What to consider when looking at the benefits of a cost segregation study

A cost segregation study is the process of identifying fixed assets and their costs and classifying these assets and costs to maximize federal income tax depreciation deductions.
It involves reclassifying some of a building’s costs, presumed to be subject to a 39-year cost recovery life, into shorter personal property or land improvements, now with a five- or seven-year rate of depreciation for personal property and/or a 15-year rate for land improvement projects.
With engineer-based cost segregation, a building owner may depreciate a new or existing facility in the fastest allowable time, accelerating the owner’s tax depreciation and tax deduction and deferring income taxes.
Smart Business spoke with Lou Petro, senior manager at Cendrowski Corporate Advisors LLC, regarding the benefits of performing a cost segregation study.
What facilities are available for a cost segregation study?
Cost segregation studies are economically viable for almost any commercial facility. The facility may be newly acquired or constructed, under construction, inherited or a property upon which a full cost segregation study has never been performed.
Applicable facilities include apartment buildings; breweries; car dealerships; banks; distilleries; grocery stores; health care facilities; hotels and motels; laboratories and research facilities; and manufacturing facilities. The list also includes office buildings, resorts, restaurants, retail malls, warehouses and wineries. In essence, any depreciable real property used in a taxpayer’s business would be suitable for a study.
How much can a cost segregation study save?
Typically, the present value of a taxpayer’s cash flows is increased by about 20 cents for each dollar reclassified out of a 39-year property. In a typical cost segregation study, between 15 and 45 percent of a building’s costs can be reclassified to shorter life assets.
The percentage depends on the type of facility and on such things as special use or process equipment, interior finishing and land improvements.

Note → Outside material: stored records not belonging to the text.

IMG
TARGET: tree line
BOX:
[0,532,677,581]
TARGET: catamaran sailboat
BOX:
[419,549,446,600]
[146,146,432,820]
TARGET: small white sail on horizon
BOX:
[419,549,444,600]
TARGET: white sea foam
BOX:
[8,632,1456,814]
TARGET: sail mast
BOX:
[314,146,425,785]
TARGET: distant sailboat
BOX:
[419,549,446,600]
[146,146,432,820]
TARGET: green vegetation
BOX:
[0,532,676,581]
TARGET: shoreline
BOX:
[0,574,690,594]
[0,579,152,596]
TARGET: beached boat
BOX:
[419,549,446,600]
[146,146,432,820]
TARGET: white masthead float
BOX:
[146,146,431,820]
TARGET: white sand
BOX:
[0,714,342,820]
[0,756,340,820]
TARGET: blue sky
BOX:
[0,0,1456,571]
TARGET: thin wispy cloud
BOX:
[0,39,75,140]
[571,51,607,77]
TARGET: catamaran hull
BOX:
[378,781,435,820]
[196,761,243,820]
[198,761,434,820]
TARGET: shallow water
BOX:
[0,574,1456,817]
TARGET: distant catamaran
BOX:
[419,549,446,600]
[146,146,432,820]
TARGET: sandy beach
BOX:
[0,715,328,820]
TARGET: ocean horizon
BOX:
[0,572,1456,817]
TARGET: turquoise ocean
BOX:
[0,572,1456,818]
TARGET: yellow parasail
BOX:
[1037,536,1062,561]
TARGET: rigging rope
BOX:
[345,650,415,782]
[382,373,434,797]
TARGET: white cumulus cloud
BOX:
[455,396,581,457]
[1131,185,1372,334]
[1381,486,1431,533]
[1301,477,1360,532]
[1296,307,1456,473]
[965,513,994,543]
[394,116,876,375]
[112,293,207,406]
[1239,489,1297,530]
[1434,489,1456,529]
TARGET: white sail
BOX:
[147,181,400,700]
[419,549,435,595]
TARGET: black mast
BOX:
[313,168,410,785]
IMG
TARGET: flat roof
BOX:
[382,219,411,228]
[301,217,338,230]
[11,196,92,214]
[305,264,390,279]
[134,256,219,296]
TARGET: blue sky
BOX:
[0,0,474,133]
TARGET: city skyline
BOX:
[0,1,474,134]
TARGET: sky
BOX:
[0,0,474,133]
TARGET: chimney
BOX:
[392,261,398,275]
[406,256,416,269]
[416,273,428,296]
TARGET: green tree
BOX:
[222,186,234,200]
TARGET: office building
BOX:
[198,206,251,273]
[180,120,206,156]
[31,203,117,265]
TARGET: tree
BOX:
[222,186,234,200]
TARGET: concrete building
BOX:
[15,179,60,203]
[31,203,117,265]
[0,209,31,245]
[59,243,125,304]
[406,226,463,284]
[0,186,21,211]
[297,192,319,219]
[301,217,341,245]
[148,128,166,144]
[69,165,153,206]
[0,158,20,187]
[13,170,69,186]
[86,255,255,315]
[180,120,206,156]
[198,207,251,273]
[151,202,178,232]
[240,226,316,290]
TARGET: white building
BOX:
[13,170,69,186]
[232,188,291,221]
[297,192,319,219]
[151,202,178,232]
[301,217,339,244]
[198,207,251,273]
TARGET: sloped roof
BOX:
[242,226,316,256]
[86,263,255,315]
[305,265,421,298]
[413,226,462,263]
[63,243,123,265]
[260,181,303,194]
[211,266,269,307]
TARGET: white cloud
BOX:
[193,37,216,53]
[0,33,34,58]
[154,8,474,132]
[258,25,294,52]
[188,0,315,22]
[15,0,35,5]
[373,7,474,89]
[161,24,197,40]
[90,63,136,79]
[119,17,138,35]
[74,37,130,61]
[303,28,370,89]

For newly constructed property, the bonus depreciation allowance allows the deduction of up to 50 percent of qualifying shorter life asset costs, which accelerates the tax savings extensively.
Who would perform a cost segregation study?
The Internal Revenue Service requires that cost segregation studies be engineering-based.
The IRS Cost Segregation Audit Techniques Guide states, “Preparation of cost segregation studies requires knowledge of both the construction process and the tax law involving property classifications for depreciation purposes.”
In general, a study by construction engineers is more reliable than one conducted by someone with no engineering or construction background. Experience in cost estimating and allocation, as well as knowledge of the applicable tax law, are other important criteria.

How would a taxpayer choose a firm to perform a cost segregation study?
A taxpayer needing a cost segregation study should use a firm that has the qualified personnel and expertise in place to perform an engineering-based study.
Generally, such a firm would have experience with this kind of work and could assist you through the process and answer any questions that might come up along the way.
A combination of registered professional engineers and tax-qualified CPAs would be appropriate for the work. The firm, in general, would provide a potential client with a fixed-fee proposal for the cost segregation work.